Undoubtedly, the onus has been placed on the State to lead evidence to show that no reformation is possible and for the sentencing courts to be satisfied that a thorough mitigation analysis was done before the death sentence is awarded. For a complete mitigation investigation, professionals trained in psychology, sociology and criminology are required in addition to legal professionals. Taking cognisance of the value of a holistic approach to mitigation investigation, the Court in Manoj & Ors vs State of Madhya Pradesh (2022) issued directions to the State to place before the court all “report(s) of all the probation officer(s)” relating to the accused and reports “about their conduct and nature of the work done by them” while in prison.
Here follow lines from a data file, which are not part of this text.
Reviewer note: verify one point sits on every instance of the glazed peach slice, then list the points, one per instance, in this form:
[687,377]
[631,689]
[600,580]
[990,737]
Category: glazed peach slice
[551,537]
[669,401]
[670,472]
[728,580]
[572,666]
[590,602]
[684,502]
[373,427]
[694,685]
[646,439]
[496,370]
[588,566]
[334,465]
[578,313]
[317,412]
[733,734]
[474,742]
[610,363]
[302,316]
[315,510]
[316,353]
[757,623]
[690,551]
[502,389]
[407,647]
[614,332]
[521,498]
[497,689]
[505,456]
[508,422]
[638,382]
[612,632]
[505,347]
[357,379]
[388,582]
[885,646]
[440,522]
More importantly, the order also directs that a trained psychiatrist and a local professor of psychology conduct a psychiatric and psychological evaluation of the convict.

Watch | All about death penalties in India

Suo motu writ petition

On March 29, 2022, a Bench of the Supreme Court led by Justice U.U. Lalit (along with Justices S. Ravindra Bhat and P.S. Narasimha) was hearing an interlocutory application filed on behalf of a death sentence convict seeking permission for a mitigation investigator from Project 39A be provided permission to conduct interviews and access material pertaining to the prisoner. While doing so, the Court recorded a set of observations around the questions of what may constitute mitigating circumstances, the role of a probation officer in assisting the Court and the potential value addition of a mitigation investigator to the sentencing exercise. These observations now form the basis of a suo motu writ petition (criminal) which will be heard separately and comprehensively on these aspects. The views of the Attorney General representing the Union of India as well as those of the National Legal Services Authority have been sought in this matter; and this is now listed for hearing on May 10, 2022 for consideration of arguments. At this hearing, or soon thereafter, it is hoped that guidelines around best practices in death penalty sentencing will be framed.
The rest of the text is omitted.